In the Binary Tree section of leetcode, they provide an Input array with values used to create a binary tree.

It isn't necessary to reproduce the trees to solve the traversal problems as you can manually build a tree by adding Left and Right nodes manually.

Still using the input data helps to suss out bugs when it fails some tests. The difficulty I ran into was trying to implement a recursive solution when the approach was understanding (with some googling help) that a queue was needed.

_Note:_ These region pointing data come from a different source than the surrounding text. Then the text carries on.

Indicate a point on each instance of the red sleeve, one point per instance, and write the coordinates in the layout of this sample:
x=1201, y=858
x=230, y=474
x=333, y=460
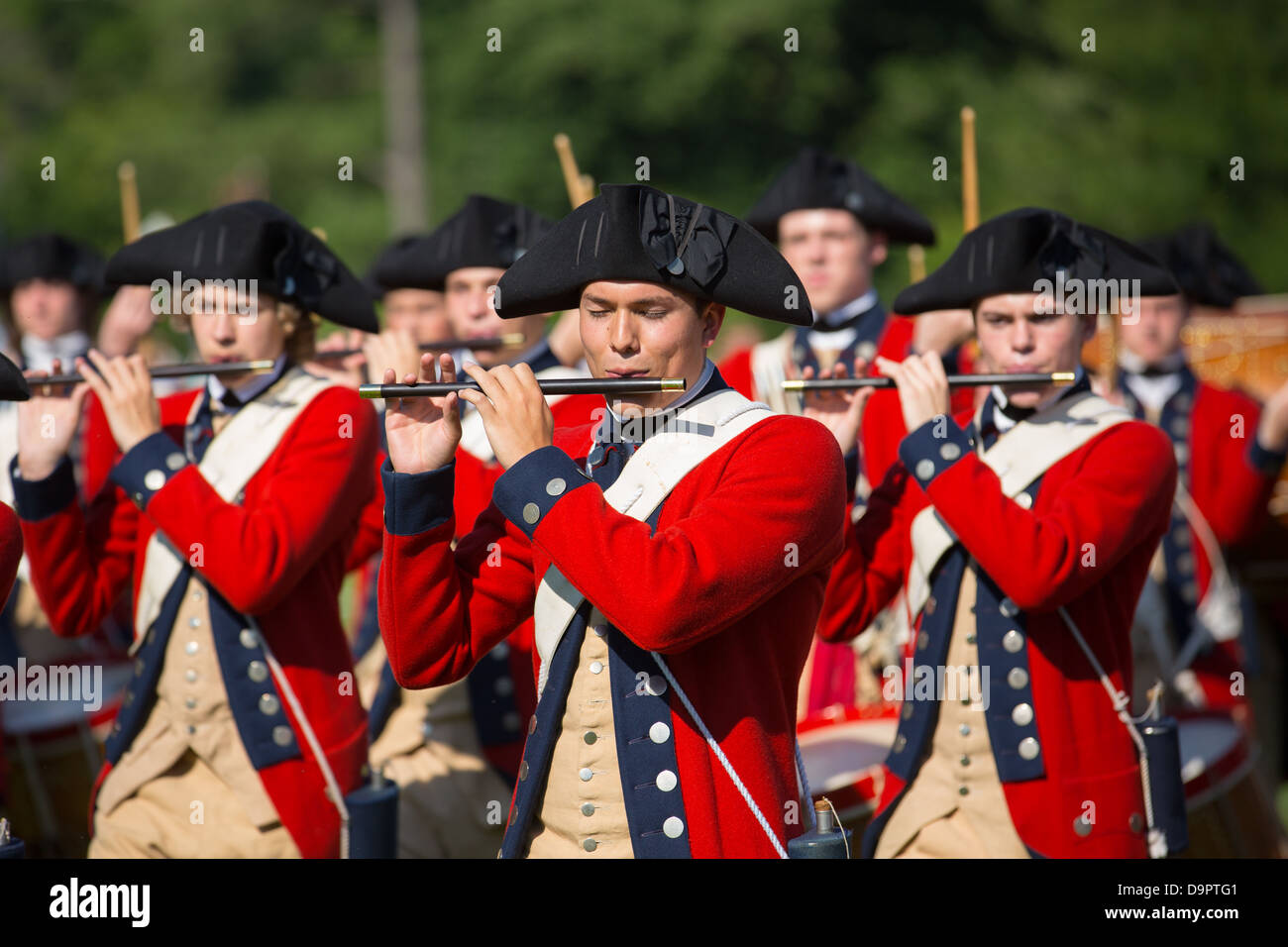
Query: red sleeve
x=1120, y=495
x=256, y=553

Below are my comments and code.

// create binary tree given a leetcode compressed array
// a verbose version of a binary tree would have a NULL_VALUE
// for every node at the full height eg.
//
// 0
// null 2
//
// null null 3 null
// Input = [0, null, 2, null, null, 3]
//
// leetcode BT format is a little more efficient as it will
// skip the 2 lower nulls
//
// Input = [0, null, 2, 3]
// To build the binary tree use a queue that will allow us to
// process each level before continue to the next level.
// When a node is created we add it to the queue. The L/R logic
// proceeds and pops the next value from the Input array.
// If the value is a null, we don't add it to the queue which stops
// further processing on that branch
//
// We loop until the queue is empty.
func (b *BinaryTree) CreateUnsorted(arr []int) {
if len(arr) <= 0 {
fmt.Println("No Elements")
return
}

val, arr := ArrayPop(arr)
b.Root = &TreeNode{Val: val}

queue := []*TreeNode{b.Root}
var node *TreeNode
leftVal := 0
rightVal := 0

for len(queue) > 0 {
node, queue = ArrayPop(queue)

if len(arr) <= 0 {
continue
}
leftVal, arr = ArrayPop(arr)

if leftVal != NULL_VALUE {
node.Left = &TreeNode{Val: leftVal}
queue = append(queue, node.Left)
}

if len(arr) <= 0 {
continue
}
rightVal, arr = ArrayPop(arr)

if rightVal != NULL_VALUE {
node.Right = &TreeNode{Val: rightVal}
queue = append(queue, node.Right)
}
}
}